Verilog for loop not iterating

Question

The current for loop that I have coded below is getting stuck at its last iteration value. In other words, the value of i initially starts at 0 but once it reaches the first positive edge of the clock it changes to 44 and stays at that value.

I can't seem to figure out why this is happening. Shouldn't i be increasing by 1 at each positive clock edge until it reaches 43?

I know that in and out variables are not being used and that is because this for loop is part of a very long piece of code that distracts from this current problem.

module test( in, clk, out );
input [0:127] in;        // Input is defined given by the user and is 128-bits 
input clk;
output reg [0:127] out;   

integer r = 20;
integer i;
initial i=0;
  
reg [0:7] v;

initial v = 0;

always@ (posedge clk) begin
for (i=1; i<(2*r+3)+1; i=i+1) 
begin
    v <= v+i;    
end
end

Answer 1

Shouldn't i be increasing by 1 at each positive clock edge until it reaches 43? -- no.

always@ (posedge clk) begin
for (i=1; i<(2*r+3)+1; i=i+1) 
begin
    v <= v+i;    
end
end

The whole always statement will execute at the posedge clock and will run all iterations of the loop at every clock edge. It will run 44 iterations from i = 0 to 43. However, after the very last iteration i will become 44 and loop will stop.
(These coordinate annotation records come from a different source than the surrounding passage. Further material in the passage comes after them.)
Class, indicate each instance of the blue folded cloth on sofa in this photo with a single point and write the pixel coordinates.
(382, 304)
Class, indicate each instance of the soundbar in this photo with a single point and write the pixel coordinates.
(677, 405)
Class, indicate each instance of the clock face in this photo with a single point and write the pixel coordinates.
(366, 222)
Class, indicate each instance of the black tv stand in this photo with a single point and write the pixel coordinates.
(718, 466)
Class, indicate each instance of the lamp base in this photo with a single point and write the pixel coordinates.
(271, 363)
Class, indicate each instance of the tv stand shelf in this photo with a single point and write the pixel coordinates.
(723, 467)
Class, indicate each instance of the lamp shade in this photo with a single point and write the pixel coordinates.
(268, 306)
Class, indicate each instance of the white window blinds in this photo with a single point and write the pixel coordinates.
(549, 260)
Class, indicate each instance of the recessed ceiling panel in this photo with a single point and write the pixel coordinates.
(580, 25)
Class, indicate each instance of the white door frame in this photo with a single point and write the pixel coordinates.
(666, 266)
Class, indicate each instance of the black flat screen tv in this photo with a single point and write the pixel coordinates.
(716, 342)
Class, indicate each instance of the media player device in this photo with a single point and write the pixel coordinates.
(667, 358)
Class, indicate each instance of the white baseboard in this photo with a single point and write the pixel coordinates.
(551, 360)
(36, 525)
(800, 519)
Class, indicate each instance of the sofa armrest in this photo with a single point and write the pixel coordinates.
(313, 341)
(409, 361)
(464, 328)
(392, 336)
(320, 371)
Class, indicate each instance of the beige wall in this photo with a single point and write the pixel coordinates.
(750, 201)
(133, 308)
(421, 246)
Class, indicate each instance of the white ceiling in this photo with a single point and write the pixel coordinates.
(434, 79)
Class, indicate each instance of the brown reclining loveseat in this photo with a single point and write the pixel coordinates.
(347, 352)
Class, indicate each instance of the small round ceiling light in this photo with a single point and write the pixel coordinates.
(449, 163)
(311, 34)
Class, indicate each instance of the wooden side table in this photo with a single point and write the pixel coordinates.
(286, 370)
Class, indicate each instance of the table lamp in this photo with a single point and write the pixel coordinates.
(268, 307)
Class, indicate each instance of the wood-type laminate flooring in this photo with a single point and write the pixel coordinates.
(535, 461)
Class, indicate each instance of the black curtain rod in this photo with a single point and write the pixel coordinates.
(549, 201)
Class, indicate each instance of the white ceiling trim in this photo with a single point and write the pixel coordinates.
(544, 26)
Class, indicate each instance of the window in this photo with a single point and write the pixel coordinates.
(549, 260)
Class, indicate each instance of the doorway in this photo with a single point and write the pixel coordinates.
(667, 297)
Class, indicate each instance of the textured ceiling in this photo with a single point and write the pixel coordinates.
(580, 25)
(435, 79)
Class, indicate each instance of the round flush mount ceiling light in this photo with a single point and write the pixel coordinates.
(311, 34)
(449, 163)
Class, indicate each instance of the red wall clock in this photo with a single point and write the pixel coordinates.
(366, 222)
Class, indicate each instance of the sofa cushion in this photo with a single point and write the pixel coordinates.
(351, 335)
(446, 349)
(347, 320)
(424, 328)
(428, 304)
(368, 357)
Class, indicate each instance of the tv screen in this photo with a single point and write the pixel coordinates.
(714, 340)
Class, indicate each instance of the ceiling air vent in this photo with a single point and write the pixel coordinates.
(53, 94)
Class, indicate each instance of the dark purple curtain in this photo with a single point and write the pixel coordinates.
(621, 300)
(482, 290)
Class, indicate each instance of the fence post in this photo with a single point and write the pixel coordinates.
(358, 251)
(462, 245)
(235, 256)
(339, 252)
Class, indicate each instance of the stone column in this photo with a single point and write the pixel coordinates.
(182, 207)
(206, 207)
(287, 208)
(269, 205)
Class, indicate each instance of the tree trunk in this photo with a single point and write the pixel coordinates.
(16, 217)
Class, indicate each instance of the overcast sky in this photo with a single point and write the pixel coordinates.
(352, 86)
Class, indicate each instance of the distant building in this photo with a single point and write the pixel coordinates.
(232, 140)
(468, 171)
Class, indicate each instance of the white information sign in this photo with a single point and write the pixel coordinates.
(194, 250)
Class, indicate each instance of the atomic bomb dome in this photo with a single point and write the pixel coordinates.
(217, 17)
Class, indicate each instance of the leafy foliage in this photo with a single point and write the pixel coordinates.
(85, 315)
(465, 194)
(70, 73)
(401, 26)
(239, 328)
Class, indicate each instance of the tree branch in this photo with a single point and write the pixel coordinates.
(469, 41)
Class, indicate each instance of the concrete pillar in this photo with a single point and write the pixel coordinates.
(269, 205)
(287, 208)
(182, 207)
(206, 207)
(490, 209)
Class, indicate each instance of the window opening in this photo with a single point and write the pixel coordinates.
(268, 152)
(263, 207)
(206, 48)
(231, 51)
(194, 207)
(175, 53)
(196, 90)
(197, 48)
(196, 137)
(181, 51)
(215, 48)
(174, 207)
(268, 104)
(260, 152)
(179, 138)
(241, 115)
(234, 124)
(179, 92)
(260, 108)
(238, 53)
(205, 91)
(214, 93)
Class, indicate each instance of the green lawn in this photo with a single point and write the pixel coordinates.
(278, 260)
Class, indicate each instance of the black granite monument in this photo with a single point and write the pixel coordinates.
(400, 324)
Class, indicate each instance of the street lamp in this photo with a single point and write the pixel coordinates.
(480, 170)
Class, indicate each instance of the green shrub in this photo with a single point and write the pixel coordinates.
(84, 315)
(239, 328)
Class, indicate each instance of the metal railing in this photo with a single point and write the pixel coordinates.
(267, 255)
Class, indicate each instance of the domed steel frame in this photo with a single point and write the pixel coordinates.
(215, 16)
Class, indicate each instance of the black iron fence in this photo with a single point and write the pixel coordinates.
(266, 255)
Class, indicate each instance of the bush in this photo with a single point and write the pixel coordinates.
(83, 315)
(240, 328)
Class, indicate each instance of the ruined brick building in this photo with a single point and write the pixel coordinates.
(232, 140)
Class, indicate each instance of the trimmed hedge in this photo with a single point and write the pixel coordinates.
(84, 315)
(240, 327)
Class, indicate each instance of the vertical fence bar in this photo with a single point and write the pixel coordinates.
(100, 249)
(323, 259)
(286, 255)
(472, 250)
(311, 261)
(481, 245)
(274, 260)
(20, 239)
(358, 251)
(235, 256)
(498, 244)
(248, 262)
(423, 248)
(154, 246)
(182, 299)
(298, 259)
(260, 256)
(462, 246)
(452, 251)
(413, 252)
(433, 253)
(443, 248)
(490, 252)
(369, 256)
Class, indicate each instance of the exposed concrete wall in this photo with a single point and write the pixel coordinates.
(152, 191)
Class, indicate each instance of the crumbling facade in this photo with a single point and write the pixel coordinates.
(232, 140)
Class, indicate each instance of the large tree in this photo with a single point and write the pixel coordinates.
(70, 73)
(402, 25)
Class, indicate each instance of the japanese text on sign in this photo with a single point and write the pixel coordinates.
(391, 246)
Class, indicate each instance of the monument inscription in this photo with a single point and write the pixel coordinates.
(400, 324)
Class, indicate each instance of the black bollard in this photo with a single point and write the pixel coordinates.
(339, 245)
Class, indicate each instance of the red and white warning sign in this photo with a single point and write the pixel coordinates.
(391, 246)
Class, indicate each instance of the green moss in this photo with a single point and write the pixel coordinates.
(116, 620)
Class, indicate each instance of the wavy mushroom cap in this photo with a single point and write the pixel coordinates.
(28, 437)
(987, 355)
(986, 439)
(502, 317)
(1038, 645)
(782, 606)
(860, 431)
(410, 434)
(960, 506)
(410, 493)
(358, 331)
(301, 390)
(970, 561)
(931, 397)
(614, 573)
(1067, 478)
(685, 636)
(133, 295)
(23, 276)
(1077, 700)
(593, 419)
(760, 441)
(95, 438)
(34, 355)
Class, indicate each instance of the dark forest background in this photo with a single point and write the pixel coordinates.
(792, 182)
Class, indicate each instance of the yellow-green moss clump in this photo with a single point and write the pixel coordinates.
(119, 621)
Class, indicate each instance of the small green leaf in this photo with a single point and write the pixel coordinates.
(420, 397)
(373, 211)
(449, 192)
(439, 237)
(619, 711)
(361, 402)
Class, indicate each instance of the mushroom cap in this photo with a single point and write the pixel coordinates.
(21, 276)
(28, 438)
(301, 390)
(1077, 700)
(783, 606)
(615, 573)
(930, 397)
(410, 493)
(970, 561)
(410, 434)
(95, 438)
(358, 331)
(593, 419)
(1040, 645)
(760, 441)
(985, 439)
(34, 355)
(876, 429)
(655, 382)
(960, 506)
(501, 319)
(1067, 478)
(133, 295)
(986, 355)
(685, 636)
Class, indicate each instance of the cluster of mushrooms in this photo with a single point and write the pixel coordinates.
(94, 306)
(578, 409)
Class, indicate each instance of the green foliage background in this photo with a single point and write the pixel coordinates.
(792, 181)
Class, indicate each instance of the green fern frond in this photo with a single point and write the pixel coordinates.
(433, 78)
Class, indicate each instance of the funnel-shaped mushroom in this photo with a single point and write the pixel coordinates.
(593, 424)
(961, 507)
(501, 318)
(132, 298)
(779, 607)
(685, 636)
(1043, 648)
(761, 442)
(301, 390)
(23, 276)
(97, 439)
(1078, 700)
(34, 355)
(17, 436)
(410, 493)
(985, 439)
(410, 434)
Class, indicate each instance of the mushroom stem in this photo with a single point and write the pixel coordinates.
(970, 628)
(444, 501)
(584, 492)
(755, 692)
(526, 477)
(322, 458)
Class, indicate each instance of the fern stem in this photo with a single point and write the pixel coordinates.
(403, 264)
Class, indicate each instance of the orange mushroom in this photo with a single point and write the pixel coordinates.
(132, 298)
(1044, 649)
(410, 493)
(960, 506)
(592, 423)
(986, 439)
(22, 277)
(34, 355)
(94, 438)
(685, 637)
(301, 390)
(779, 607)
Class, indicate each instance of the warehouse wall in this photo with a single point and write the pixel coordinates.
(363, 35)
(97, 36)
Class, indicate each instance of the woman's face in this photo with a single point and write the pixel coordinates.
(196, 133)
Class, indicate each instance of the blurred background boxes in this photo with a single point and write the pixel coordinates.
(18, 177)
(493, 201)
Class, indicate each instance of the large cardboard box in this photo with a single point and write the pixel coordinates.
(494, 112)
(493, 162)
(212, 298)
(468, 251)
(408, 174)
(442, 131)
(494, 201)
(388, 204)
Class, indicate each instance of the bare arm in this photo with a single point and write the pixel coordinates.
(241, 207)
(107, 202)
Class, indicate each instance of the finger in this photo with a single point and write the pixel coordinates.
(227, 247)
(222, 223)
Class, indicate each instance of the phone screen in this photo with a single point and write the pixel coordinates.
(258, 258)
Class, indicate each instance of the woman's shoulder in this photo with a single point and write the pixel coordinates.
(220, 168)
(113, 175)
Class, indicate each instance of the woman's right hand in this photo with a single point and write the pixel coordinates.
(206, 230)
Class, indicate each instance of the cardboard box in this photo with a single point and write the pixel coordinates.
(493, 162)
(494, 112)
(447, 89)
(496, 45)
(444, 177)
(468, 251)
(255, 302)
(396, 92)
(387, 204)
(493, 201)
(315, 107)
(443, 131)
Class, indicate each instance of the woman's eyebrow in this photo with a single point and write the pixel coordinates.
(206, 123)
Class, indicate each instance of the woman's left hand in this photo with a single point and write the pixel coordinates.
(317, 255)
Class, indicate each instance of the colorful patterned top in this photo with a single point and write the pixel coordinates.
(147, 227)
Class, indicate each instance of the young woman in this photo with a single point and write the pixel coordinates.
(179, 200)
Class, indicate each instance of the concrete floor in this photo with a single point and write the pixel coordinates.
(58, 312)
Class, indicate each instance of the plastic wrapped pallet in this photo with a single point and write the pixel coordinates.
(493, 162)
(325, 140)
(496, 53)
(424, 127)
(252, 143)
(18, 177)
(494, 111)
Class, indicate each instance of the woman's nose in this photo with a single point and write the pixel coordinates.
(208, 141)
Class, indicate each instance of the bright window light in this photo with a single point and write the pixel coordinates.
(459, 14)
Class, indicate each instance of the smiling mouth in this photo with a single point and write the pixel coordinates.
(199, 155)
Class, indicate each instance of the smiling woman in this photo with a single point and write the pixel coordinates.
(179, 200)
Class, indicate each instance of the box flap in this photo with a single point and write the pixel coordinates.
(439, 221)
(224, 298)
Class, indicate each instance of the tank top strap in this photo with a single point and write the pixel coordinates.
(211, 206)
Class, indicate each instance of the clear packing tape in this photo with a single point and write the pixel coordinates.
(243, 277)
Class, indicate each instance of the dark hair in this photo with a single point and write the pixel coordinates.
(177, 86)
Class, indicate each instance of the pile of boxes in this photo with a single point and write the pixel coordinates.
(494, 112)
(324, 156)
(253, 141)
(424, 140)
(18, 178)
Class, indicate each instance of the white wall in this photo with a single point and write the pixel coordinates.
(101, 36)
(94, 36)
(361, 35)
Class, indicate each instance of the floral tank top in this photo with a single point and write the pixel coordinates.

In order to do a single iteration per clock cycle you need to make sure that i is incremented at a pos edge only. for loop will not help there. Here is an example of what can be done:

integer i, v;
always@(posedge clk) begin
   if (!reset) begin
      i <= 0;
      v <= 0;
   end
   else begin
      if (i == 44)
         i <= 0;
      else begin     
         v <= v + i;
         i <= i+1;
      end
   end
end

Answer 2

Looking at this always for loop:

always@ (posedge clk) begin
    for (i=1; i<(2*r+3)+1; i=i+1) 
    begin
        v <= v+i;
    end
end

This verilog always clause doesn't look like it can be synthesized into hardware.

The for loop describes a single set of hardware with i taking values between 1 and 43 (because the for loop initializes i=1, and r was previously assigned 20, so the limit condition is 43<44; the first value is 1 and the last value is 43).

At first I thought this was going to describe a set of 43 regs v[1..43], but instead the body of the for loop is making multiple non-blocking assignments to a single reg v.

If you unroll the for loop, you get this equivalent code:

always@ (posedge clk) begin
    // unrolled r=20; for (i=1; i<(2*r+3)+1; i=i+1) 
    v <= v+1;
    v <= v+2;
    v <= v+3;
    v <= v+4;
    v <= v+5;
    // ... etc. ...
    v <= v+41;
    v <= v+42;
    v <= v+43;
end

But it doesn't make sense to have multiple non-blocking assignments to a variable, unless they are split up across different logic paths. There can only be one assigned value at the clock edge, so which one of these assignments is it supposed to use? It can't assign 43 different values to the same register v on every clock edge. So instead of accumulating v=(v+1)+2+3+4+5+6...+41+42+43 like it would if verilog was a programming language, the compiler should instead throw an error message because it can't synthesize this code.

Non-blocking assignment <= all run at the same time, they don't run in sequence like in a programming language (those are called blocking assignment =). It's very common to see non-blocking assignment used inside an always@(posedge clk), but each logic path has to determine each value just once, otherwise it can't be synthesized with real hardware.

always @(posedge clk) begin
   // shift register Non-blocking assignment example
   a1 <= a0;
   a2 <= a1;
   a3 <= a2;
   // all three regs a1, a2, a3 are updated simultaneously, on every posedge clk event
end
always @(posedge clk) begin
   // state machine Non-blocking assignment example
   state <= NextStateTable[state, inputVector];
   outs <= OutputTable[state, inputVector];
   // both state and outs are updated simultaneously, on every posedge clk event
end